Pilgrim Spring is another short hiking trail in North Truro. The path is relatively simple, with a moderate grade and plenty of on-site parking, and is only 0.7 miles long. The site leads to the place where the pilgrims first tasted fresh water on Cape Cod, making it a historically significant trail, as well.

For a biking experience, Nauset Marsh Trail provides a comfortable ride with the option to extend the trip to Coast Guard Beach. The actual trail is a 1.3-mile loop and is peaceful, with very few elevation changes, and has some breathtaking views along the way.

Wildlife Encounters

While you're out and about, keep an eye out for some of the area's unique wildlife. More than 450 animal species live at Cape Cod National Seashore, including 25 protected species and 32 endangered or rare species.

On the coastline, you could encounter large marine mammals, turtles, gulls, and waterbirds. As you move inland, you are more likely to see the land mammals and reptiles that live in the woodland, swaps, and grasslands. One particular animal to keep an eye out for is the piping plover, a rare bird that nests in the sand. About 5% of the world's population of piping plover live at Cape Cod National Seashore.

The Wellfleet Bay Wildlife Sanctuary is one place worth checking out nearby because it has salt marshes and woodlands that are a hot spot for wildlife sightings.
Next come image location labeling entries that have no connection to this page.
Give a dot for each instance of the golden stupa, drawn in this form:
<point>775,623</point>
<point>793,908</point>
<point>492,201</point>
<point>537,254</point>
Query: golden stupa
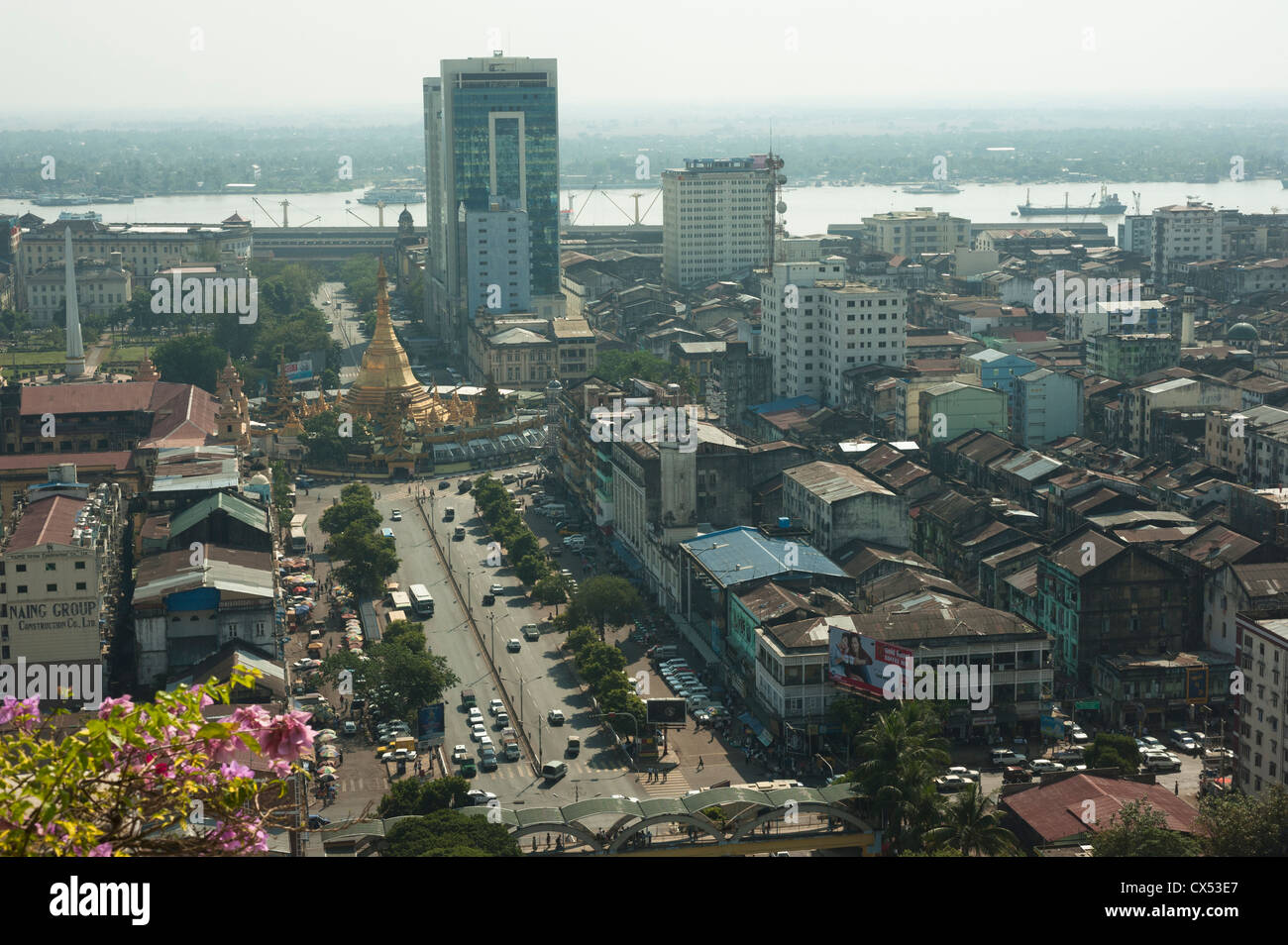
<point>385,373</point>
You might also consider taking a boat trip out into the ocean if you have your heart set on seeing some sea mammals up close. If you're lucky, you might even come across the endangered North Atlantic right whales that feed off Race Point.

Landmarks and Sights

Sitting in Eastham between Coast Guard Beach and the Salt Pond Visitors Center is Doane Rock, a large boulder left behind by the Laurentide Ice Sheet, which covered most of Canada and large chunks of the United States, about 15,000 years ago.
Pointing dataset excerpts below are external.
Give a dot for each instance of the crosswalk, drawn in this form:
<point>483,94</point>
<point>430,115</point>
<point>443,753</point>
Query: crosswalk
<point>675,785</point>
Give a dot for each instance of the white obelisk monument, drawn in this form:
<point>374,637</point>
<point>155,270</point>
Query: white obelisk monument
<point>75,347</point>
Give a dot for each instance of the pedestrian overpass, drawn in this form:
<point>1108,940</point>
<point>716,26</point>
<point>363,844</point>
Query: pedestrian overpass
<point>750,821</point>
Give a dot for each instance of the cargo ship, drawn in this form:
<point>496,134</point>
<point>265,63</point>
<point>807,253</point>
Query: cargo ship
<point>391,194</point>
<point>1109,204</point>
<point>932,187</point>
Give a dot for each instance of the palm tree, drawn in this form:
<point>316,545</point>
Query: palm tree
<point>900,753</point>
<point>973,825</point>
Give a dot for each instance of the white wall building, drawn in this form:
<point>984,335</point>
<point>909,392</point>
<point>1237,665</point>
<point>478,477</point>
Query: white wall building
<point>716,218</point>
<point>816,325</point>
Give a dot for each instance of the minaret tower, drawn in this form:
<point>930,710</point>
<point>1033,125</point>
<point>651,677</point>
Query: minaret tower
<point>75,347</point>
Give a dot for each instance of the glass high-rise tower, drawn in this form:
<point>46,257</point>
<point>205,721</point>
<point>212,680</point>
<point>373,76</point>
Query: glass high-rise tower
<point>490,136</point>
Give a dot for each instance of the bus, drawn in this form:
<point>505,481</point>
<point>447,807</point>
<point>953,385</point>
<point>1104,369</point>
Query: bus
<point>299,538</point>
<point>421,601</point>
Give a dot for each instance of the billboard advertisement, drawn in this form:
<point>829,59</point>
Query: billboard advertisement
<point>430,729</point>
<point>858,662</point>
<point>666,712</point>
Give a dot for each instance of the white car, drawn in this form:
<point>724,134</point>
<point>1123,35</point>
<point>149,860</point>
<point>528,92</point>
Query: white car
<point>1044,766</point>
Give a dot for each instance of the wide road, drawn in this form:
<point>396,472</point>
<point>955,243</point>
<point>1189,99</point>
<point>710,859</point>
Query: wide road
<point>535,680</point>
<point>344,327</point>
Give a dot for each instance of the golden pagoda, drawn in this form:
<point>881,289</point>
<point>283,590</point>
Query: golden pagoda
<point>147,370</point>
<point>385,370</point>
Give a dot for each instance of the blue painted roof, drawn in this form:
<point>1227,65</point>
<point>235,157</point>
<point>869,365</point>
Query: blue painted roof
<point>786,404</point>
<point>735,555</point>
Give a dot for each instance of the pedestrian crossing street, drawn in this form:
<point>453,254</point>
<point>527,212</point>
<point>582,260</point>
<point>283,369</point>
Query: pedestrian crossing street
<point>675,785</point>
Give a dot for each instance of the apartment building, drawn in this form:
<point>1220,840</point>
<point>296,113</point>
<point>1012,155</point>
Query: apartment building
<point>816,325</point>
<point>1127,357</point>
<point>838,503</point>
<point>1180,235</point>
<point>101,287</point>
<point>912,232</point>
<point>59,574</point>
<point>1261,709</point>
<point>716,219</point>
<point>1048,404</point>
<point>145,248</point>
As the story goes, when the glaciers melted, they left behind some geological abnormalities and one of them is this rock. It is named after John Doane, a deacon who was one of the first settlers in the area. He lived on this land in 1644, in a time when very few Europeans were around. The rock’s appearance might not blow you away, but it’s worth having a look at if you have the time because of its history.

After that, swing by The Three Sisters Lighthouses or Nauset Light while in Eastham, The Pilgrim Monument and Race Point Light in Provincetown, and Highlands Light in Truro. There is something that draws people to lighthouses and monuments, and these are some of the most prominent on The Cape.
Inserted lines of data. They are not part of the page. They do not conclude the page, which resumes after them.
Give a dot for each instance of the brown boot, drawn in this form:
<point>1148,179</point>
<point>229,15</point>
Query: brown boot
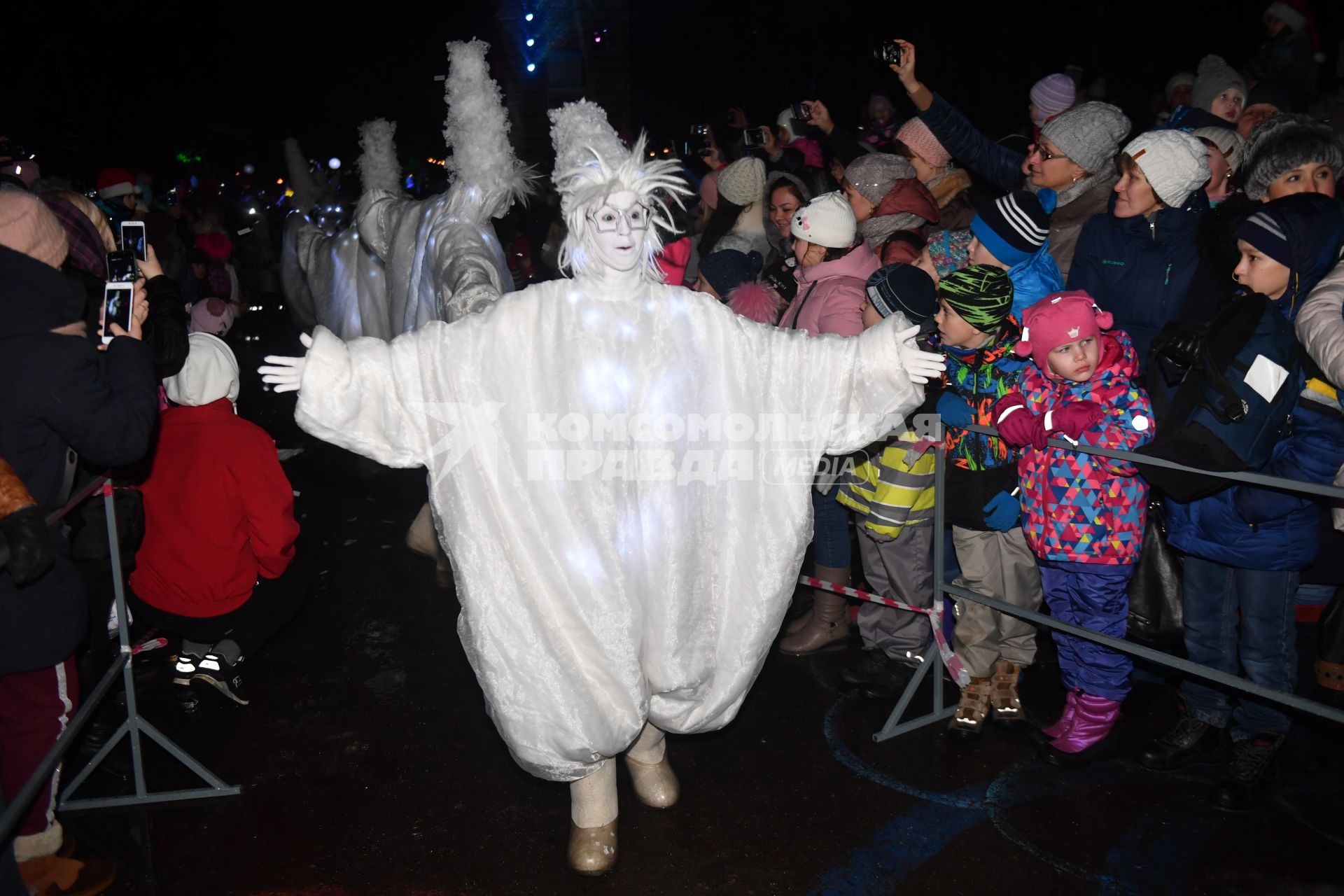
<point>825,629</point>
<point>974,708</point>
<point>1004,697</point>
Museums and Visitor Centers

We mentioned the history of the area before and what better way to learn about the history of Cape Cod National Seashore than by spending time at a museum?

In the north, you have options like Provincetown Museum, which is right at Pilgrim Monument, and Old Harbor Life-Saving Station Museum, on Race Point Beach.

Moving further south, Highland House in Truro and The 1869 Schoolhouse Museum in Eastham are worth a visit, especially if Cape Cod's history excites you the way it does for many other people who spend time here.

The area’s visitor centers are top-notch when learning about what makes the district so distinctive. The Salt Pond Visitor Center is perhaps the top choice, as it is full of interactive displays and shows educational films. There is also an on-site museum and bookshop.

Further north is The Province Lands Visitor Center, a smaller building that also shows educational films in its indoor theater and has a bookstore. The building has an observation deck, as well, which provides panoramic views of the ocean, sand dunes, Pilgrim Monument, and Race Point.

Embrace Life Away From the Beach

Of course, you’re sure to get plenty of beach time in when visiting Cape Cod in the summer. After all, that’s probably the reason why you’re visiting this area in the first place. At the same time, it’s good to know that there are plenty of other activities to keep you occupied when spending time at Cape Cod National Seashore.

If you ever need a day away from the beach to let your sunburn heal or relax away from the heat, the National Seashore has you covered. So, plan your next Cape Cod Vacation around the Cape Cod National Seashore and you will soon notice that Cape Cod National Seashore is unlike the other National Parks you have visited in the past.